基本的に、Ajaxアプリケーションにおいては、プレゼンテーションとビジネスロジックの両方をブラウザ側に置きます。Ajaxを使うことによって、ブラウザ側でより多くの処理ができるようになるわけです。同時に、開発者は多様なウェブサーバ、プログラミングエンジンでの開発にも取り組まねばなりません。処理の量をブラウザ側とサーバ側にどのように割り振るかというのは状況によって異なりますが、Atlasを使うと、クライアントとサーバに対する処理の配分をどのようにしたい開発者でも、高い生産性を得られます。
--コミュニティでのAtlasの開発状況について聞かせてください。現在、どれくらいの開発者が参加しており、実際にどのようなフィードバックがあったのでしょうか。
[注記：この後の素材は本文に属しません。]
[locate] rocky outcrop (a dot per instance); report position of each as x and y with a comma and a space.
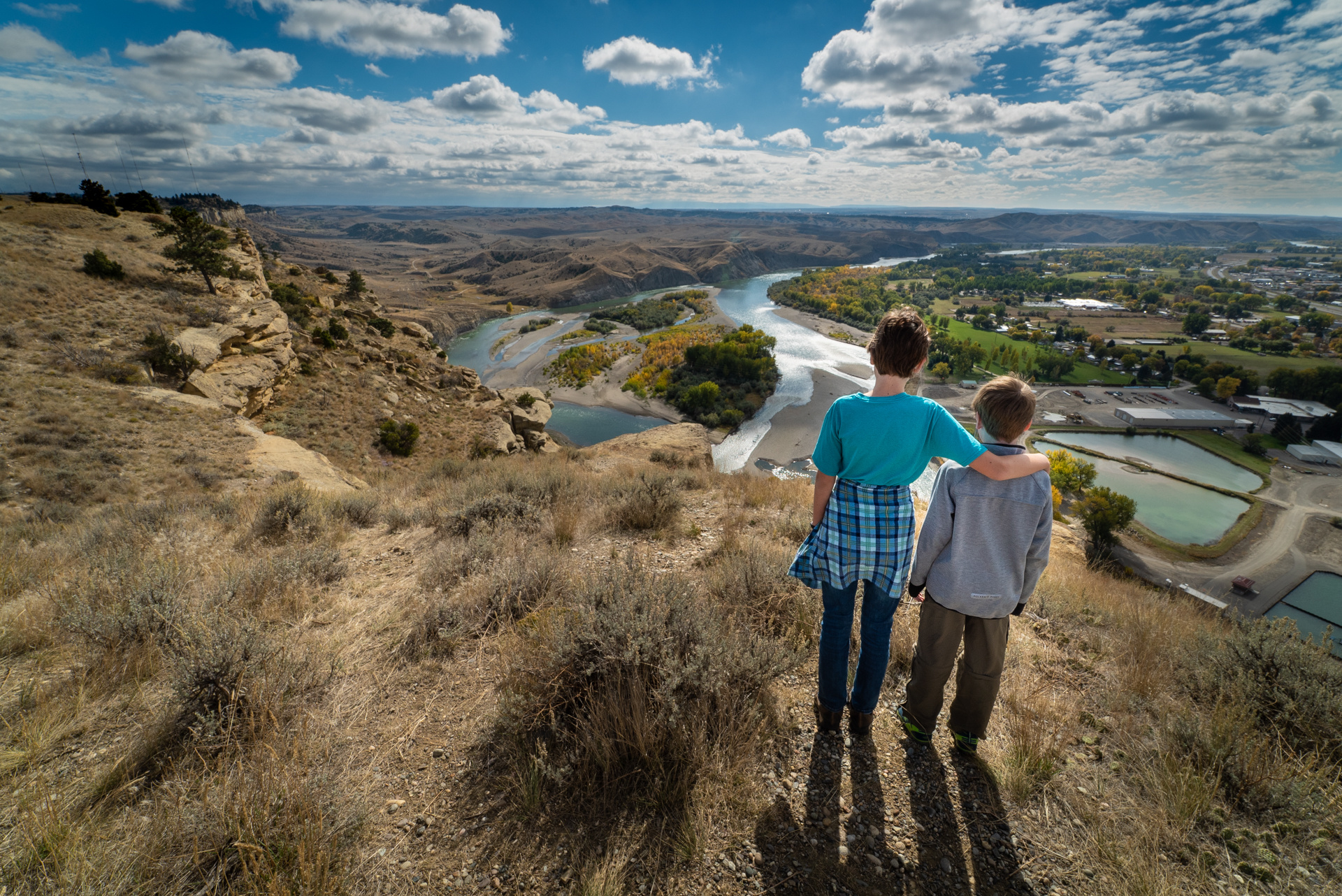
514, 417
250, 354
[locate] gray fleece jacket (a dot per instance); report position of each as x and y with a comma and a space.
984, 544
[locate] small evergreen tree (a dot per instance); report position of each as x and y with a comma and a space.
354, 284
140, 201
398, 438
198, 247
97, 198
99, 265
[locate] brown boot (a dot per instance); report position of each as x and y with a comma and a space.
827, 721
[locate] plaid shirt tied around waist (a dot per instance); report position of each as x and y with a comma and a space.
866, 533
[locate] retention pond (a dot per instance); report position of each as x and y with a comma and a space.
1172, 509
1167, 454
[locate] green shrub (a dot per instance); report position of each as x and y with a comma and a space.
642, 687
167, 357
99, 265
398, 438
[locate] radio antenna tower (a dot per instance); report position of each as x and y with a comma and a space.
49, 166
122, 164
189, 166
80, 156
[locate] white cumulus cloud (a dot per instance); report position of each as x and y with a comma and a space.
634, 61
195, 58
379, 29
792, 138
20, 43
487, 99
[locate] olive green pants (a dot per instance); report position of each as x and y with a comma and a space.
939, 633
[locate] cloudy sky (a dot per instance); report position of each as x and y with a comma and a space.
1123, 105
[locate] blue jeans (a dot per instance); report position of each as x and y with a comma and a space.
878, 614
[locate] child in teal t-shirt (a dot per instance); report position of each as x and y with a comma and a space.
870, 448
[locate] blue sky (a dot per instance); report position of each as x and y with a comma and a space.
1145, 105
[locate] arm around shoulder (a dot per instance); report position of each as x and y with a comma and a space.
1000, 467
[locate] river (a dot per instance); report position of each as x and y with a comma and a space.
799, 352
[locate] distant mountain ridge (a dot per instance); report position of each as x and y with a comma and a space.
560, 256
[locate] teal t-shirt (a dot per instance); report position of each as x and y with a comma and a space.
889, 440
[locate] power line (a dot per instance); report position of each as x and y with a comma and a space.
122, 164
189, 166
49, 166
80, 156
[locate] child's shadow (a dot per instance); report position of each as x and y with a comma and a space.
941, 860
996, 862
793, 865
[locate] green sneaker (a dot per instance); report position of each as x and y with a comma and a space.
911, 728
967, 744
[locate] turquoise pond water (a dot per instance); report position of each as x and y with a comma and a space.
1176, 510
1168, 454
1315, 604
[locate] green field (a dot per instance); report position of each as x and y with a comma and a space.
1251, 360
1081, 376
1229, 449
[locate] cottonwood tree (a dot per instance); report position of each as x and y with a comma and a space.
1104, 512
196, 246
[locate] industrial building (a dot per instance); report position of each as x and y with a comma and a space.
1301, 410
1313, 455
1172, 419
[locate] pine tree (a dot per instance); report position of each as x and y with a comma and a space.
354, 284
97, 198
198, 247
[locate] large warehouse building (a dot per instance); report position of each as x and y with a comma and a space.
1172, 419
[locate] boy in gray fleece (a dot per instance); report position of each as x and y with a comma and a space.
980, 553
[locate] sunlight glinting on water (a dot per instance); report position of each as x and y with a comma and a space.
799, 352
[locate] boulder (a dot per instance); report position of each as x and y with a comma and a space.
500, 438
458, 377
418, 331
207, 344
525, 419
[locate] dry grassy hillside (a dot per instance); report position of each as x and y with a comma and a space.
558, 675
579, 672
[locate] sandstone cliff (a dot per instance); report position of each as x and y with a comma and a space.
247, 356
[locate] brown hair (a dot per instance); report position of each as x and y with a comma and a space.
900, 344
1006, 407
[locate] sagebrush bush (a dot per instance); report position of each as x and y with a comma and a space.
491, 512
642, 686
287, 512
752, 579
651, 502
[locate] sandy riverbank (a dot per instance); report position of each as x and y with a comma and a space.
604, 392
793, 431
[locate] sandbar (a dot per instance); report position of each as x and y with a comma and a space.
793, 431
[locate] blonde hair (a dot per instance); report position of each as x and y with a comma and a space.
1006, 405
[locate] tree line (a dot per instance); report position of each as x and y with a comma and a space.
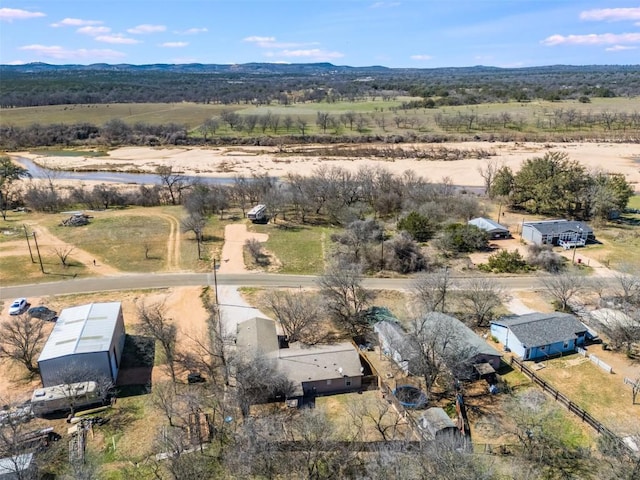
26, 85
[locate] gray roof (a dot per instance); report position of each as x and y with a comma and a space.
83, 329
435, 420
463, 334
556, 227
257, 335
538, 329
488, 225
319, 362
15, 464
391, 333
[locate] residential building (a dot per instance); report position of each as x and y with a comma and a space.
86, 343
494, 229
566, 233
314, 370
537, 335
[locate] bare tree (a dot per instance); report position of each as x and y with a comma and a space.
562, 288
195, 223
431, 290
257, 380
298, 314
635, 389
345, 298
317, 457
63, 254
212, 350
323, 120
302, 124
155, 323
481, 296
174, 182
21, 340
437, 350
381, 413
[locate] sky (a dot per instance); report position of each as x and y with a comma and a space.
403, 33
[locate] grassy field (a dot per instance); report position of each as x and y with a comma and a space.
603, 395
119, 240
18, 269
299, 248
192, 115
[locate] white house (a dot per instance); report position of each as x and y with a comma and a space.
87, 341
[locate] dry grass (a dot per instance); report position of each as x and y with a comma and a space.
601, 394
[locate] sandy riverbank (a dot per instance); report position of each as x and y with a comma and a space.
227, 162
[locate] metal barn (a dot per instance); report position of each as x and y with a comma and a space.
85, 344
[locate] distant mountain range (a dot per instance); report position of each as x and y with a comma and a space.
297, 68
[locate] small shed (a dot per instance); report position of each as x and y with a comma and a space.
435, 424
391, 338
85, 344
17, 467
558, 232
494, 229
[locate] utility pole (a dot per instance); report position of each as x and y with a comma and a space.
38, 249
26, 234
215, 281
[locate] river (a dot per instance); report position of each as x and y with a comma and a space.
37, 171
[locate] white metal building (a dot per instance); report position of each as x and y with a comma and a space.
87, 341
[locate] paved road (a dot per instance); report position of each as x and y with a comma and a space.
147, 281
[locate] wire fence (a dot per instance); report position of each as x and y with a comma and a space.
571, 406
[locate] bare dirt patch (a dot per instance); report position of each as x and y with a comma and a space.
232, 257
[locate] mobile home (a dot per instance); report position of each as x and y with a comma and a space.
64, 397
257, 213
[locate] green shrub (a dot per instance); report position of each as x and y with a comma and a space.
459, 238
419, 226
505, 262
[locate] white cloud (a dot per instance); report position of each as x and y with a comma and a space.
192, 31
312, 54
93, 31
611, 14
11, 14
76, 22
264, 42
620, 48
592, 39
421, 57
117, 39
61, 53
385, 5
174, 44
146, 28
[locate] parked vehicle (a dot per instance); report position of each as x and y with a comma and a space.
257, 213
18, 306
195, 377
43, 313
61, 398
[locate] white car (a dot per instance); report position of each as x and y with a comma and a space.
18, 306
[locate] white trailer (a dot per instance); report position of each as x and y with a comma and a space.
257, 213
64, 397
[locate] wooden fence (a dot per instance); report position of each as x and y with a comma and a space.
572, 407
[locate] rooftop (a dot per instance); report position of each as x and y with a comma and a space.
487, 224
83, 329
538, 329
547, 227
257, 335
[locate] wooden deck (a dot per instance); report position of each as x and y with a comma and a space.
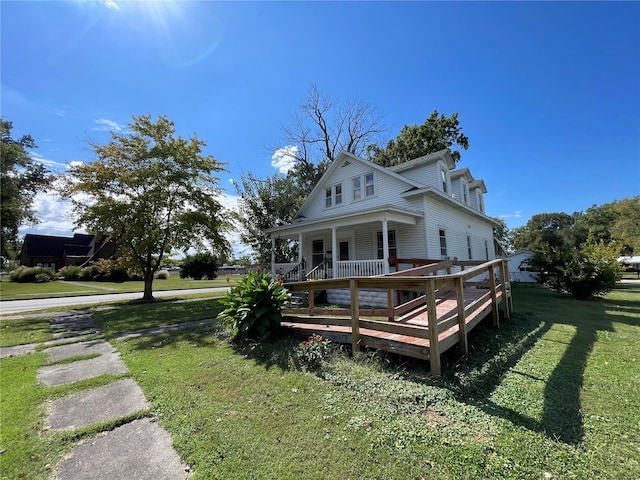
456, 302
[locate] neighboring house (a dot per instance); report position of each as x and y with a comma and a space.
519, 268
631, 262
361, 215
57, 252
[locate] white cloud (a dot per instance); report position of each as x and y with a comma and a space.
111, 4
106, 125
52, 212
516, 214
284, 159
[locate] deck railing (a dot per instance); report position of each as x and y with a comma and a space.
359, 268
489, 279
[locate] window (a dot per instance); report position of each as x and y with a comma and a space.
333, 196
357, 192
480, 205
443, 242
369, 186
393, 250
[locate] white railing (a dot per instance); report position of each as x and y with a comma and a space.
282, 269
359, 268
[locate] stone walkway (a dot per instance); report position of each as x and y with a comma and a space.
138, 449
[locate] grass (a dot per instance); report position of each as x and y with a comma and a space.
552, 394
22, 291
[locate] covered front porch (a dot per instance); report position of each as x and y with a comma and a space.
356, 245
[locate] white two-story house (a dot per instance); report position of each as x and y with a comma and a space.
361, 215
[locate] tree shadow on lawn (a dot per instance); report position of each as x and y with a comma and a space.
498, 352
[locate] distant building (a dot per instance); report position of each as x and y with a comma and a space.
56, 252
520, 270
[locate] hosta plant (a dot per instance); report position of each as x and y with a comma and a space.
254, 306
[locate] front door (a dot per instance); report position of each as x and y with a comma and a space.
317, 252
344, 251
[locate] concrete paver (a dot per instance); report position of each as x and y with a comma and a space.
61, 352
140, 450
17, 350
65, 373
110, 402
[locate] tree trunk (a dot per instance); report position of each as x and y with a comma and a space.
148, 287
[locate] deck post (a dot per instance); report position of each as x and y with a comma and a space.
355, 316
504, 276
432, 324
311, 302
462, 323
494, 299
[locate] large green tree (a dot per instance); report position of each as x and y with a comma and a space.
436, 133
21, 178
153, 192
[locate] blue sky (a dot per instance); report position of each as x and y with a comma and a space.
548, 93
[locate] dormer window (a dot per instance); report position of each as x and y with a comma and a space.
333, 196
443, 177
369, 186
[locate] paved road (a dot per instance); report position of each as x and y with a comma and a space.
17, 306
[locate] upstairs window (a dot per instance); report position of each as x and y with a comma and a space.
480, 204
333, 196
369, 186
443, 242
357, 191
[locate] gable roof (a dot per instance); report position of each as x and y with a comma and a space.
443, 154
478, 184
340, 160
462, 172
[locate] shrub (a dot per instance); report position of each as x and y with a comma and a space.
582, 272
313, 352
71, 272
254, 305
31, 275
199, 266
162, 275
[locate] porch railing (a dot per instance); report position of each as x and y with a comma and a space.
289, 272
359, 268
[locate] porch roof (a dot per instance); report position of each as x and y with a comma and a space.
388, 212
438, 194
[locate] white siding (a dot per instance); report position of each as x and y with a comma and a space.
386, 192
457, 225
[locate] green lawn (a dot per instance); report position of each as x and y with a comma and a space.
552, 394
21, 291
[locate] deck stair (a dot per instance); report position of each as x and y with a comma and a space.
457, 302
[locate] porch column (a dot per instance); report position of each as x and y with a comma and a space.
300, 269
385, 245
334, 253
273, 256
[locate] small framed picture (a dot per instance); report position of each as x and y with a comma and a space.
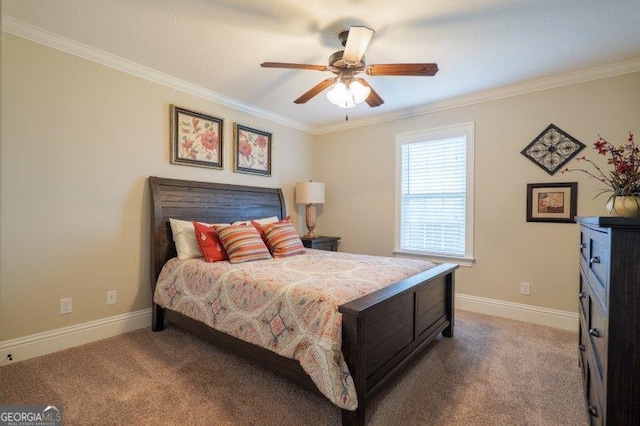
196, 139
252, 149
552, 202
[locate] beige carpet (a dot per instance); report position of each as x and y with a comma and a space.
494, 372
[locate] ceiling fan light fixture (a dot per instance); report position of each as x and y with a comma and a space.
360, 91
349, 96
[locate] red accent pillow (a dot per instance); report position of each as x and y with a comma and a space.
209, 243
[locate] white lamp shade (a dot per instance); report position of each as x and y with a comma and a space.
309, 193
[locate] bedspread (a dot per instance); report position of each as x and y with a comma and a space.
287, 305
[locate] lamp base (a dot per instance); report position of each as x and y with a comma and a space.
310, 216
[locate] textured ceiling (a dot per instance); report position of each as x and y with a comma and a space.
219, 44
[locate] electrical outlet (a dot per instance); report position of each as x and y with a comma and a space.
66, 306
111, 297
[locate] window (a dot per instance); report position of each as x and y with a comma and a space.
434, 187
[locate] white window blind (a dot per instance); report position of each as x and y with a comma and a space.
434, 195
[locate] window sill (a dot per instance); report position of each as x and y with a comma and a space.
461, 261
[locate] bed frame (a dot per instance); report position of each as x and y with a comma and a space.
381, 332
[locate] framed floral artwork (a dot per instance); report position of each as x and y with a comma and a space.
196, 138
252, 149
552, 202
552, 149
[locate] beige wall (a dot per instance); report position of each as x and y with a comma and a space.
78, 142
358, 169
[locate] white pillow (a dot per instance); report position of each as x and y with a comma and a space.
184, 237
262, 221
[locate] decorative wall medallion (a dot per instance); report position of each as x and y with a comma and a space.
552, 149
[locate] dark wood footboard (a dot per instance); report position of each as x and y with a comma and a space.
383, 331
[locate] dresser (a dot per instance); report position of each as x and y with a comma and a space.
321, 243
609, 336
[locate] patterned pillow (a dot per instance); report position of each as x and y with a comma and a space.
283, 239
260, 227
209, 243
242, 243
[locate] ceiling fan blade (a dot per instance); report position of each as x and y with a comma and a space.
373, 99
315, 90
295, 66
357, 42
403, 69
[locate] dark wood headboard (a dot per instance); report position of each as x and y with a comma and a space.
204, 202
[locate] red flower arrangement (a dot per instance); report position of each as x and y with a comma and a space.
624, 179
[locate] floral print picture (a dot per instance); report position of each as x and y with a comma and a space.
196, 139
252, 150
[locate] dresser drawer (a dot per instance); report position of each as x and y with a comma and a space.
583, 296
597, 332
594, 259
594, 406
582, 356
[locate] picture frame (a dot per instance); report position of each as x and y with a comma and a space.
252, 150
552, 202
196, 138
552, 149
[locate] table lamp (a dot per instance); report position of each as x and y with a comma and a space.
310, 193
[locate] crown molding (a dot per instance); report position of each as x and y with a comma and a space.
561, 80
47, 38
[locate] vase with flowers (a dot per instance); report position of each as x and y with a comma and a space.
623, 182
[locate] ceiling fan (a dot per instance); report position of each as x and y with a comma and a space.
346, 64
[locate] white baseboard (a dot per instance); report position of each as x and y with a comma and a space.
39, 344
64, 338
529, 313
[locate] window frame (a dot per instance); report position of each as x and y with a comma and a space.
455, 130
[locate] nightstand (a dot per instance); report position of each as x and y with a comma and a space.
321, 243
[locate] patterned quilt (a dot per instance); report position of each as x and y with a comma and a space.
287, 305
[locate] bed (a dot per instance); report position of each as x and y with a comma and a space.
381, 331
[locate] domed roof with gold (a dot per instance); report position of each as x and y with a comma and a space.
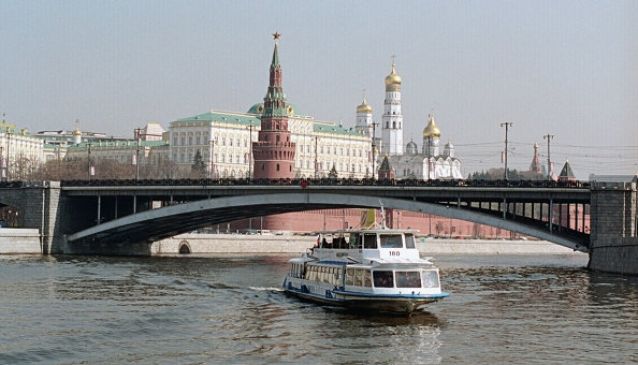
431, 130
393, 80
364, 107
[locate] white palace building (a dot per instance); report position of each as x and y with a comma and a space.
224, 141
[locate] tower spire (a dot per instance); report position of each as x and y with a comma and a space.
274, 152
275, 53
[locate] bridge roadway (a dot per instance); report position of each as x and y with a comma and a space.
142, 212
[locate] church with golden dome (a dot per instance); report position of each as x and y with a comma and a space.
432, 162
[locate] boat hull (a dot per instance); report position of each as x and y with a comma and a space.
368, 302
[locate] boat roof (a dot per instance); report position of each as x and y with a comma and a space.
371, 230
398, 260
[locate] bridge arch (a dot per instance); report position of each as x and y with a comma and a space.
165, 222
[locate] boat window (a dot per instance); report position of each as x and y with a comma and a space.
391, 241
409, 241
383, 279
408, 279
349, 276
358, 277
339, 242
367, 278
355, 241
430, 279
370, 240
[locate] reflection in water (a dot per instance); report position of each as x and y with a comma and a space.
231, 311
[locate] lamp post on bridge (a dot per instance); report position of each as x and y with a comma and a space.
374, 147
549, 137
506, 125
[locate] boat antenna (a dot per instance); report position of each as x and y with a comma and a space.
382, 215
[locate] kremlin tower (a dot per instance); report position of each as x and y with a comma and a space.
274, 153
392, 120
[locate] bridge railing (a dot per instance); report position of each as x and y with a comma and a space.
327, 181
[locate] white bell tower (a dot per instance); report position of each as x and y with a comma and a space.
392, 120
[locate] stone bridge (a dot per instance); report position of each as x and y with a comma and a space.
105, 217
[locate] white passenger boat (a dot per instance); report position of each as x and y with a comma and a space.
377, 269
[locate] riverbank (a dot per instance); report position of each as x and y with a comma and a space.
20, 241
27, 241
294, 244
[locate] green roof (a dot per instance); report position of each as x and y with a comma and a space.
320, 127
253, 119
220, 117
119, 143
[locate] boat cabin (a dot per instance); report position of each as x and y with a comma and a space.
371, 244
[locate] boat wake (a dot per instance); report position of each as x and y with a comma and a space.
271, 289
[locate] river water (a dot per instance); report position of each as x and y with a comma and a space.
175, 310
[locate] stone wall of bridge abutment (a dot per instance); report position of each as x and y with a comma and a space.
614, 234
40, 205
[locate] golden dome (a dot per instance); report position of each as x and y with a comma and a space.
431, 130
393, 80
364, 107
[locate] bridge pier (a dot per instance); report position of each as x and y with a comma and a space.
41, 206
614, 227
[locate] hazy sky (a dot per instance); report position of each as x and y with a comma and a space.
559, 67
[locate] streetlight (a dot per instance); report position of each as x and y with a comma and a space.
90, 168
374, 147
3, 170
549, 137
506, 125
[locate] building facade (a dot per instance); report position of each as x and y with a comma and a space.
20, 152
314, 147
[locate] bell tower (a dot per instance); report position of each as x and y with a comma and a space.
392, 120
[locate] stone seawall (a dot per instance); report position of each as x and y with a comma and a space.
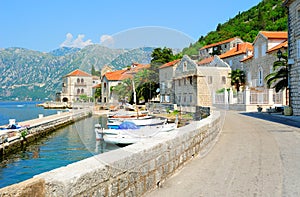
129, 171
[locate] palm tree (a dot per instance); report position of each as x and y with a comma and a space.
278, 79
238, 78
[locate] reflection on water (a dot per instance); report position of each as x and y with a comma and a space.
67, 145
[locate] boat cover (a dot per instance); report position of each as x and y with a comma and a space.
128, 125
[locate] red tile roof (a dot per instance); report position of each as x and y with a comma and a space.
281, 45
170, 64
275, 34
78, 72
206, 60
237, 50
247, 58
115, 75
218, 43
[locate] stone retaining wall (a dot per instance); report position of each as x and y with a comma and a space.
129, 171
41, 129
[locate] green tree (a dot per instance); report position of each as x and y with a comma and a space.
278, 79
98, 94
238, 78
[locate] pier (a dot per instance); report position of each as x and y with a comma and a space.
39, 127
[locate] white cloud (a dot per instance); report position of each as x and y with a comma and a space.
107, 40
78, 42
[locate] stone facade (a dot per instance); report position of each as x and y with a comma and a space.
294, 53
166, 74
261, 63
194, 85
75, 84
130, 171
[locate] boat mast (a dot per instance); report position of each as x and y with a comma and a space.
134, 98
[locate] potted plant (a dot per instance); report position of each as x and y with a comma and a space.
259, 108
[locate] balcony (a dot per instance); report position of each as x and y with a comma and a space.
80, 84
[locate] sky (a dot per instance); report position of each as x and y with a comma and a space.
45, 25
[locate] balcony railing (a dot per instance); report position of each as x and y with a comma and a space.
80, 84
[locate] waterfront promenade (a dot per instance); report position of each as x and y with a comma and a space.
254, 156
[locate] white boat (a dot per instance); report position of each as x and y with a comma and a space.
140, 131
131, 136
117, 123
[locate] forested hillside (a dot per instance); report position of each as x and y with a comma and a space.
268, 15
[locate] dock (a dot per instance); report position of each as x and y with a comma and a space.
13, 141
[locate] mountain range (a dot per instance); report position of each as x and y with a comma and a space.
28, 74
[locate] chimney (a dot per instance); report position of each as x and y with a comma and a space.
237, 46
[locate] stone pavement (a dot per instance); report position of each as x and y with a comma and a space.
256, 155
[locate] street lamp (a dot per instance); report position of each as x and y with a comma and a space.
279, 54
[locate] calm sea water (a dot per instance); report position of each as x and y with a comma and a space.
67, 145
21, 111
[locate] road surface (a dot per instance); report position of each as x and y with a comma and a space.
253, 157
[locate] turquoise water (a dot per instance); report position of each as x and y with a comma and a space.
67, 145
21, 111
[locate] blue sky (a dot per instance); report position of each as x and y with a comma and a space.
45, 25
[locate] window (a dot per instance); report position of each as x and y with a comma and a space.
185, 66
162, 98
298, 49
163, 86
260, 76
191, 80
256, 52
263, 50
209, 79
167, 98
223, 80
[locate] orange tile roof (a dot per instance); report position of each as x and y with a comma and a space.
218, 43
281, 45
206, 60
114, 75
78, 72
237, 50
275, 34
246, 58
97, 85
126, 73
169, 64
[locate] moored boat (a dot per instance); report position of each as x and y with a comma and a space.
117, 124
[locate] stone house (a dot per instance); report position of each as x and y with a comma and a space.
294, 53
218, 48
166, 83
234, 56
260, 64
194, 84
75, 84
111, 79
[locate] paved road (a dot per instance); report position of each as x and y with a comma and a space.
253, 157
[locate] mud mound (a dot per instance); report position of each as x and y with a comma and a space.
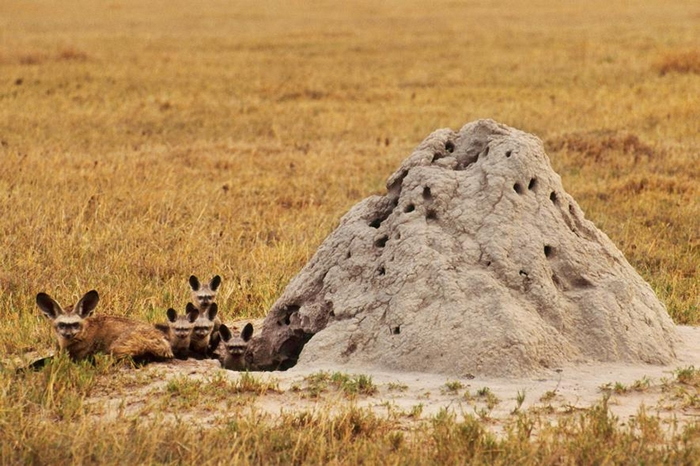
476, 261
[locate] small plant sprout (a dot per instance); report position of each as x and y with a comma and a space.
453, 387
519, 400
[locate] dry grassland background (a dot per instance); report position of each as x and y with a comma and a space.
141, 142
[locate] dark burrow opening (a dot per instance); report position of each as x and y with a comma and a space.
287, 313
288, 353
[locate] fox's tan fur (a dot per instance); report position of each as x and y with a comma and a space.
83, 335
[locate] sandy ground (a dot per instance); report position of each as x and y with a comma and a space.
416, 396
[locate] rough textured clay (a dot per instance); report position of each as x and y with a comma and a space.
475, 262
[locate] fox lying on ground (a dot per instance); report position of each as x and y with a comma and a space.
83, 335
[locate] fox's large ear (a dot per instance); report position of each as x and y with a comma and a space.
194, 283
87, 304
192, 314
225, 332
214, 283
48, 306
172, 314
213, 309
247, 332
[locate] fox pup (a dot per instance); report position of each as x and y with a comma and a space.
205, 338
202, 340
234, 347
204, 295
82, 335
178, 330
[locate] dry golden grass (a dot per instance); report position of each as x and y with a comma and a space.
144, 141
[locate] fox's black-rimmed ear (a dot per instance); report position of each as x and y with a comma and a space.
214, 283
172, 314
48, 306
225, 332
247, 332
194, 283
192, 314
87, 304
212, 311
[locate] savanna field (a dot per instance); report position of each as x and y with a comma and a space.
142, 142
「www.asp.net」は、世界でも最大級のウェブ開発者コミュニティです。Atlasに関しては、ASP.NETでの開発に関わっている人たちに加え、Ajaxに関わっている人たちも広く取り込もうとしています。
良いフィードバックも多くもらっています。例えば、初期のAtlasのデザインについては、あまりにもクライアントセントリック過ぎるという意見が多かったのですが、そうしたフィードバックを元に、サーバセントリックなモデルへの対応も進めてきました。
--2006年末に正式版をリリースする予定とのことですが、現在の開発状況を教えてください。
最終版のリリースについて、具体的な日付は決めていません。現在、定期的にコミュニティ向けのテクノロジープレビュー版を出しており、年末にはRC(Release Candidate)版を出す予定です。このRC版へのフィードバックをベースにして最終的なリリースをしたいと考えています。また、並行してドキュメンテーションの日本語化も進めています。
ウェブの進化、イノベーションのスピードは大変に速く、大きなものになっています。ウェブ開発者はそのイノベーションを推進していく立場にあるといってもいいでしょう。マイクロソフトでは、AtlasやASP.NETを提供することで、開発者が楽しみながら生産性を上げる手助けしたいと考えています。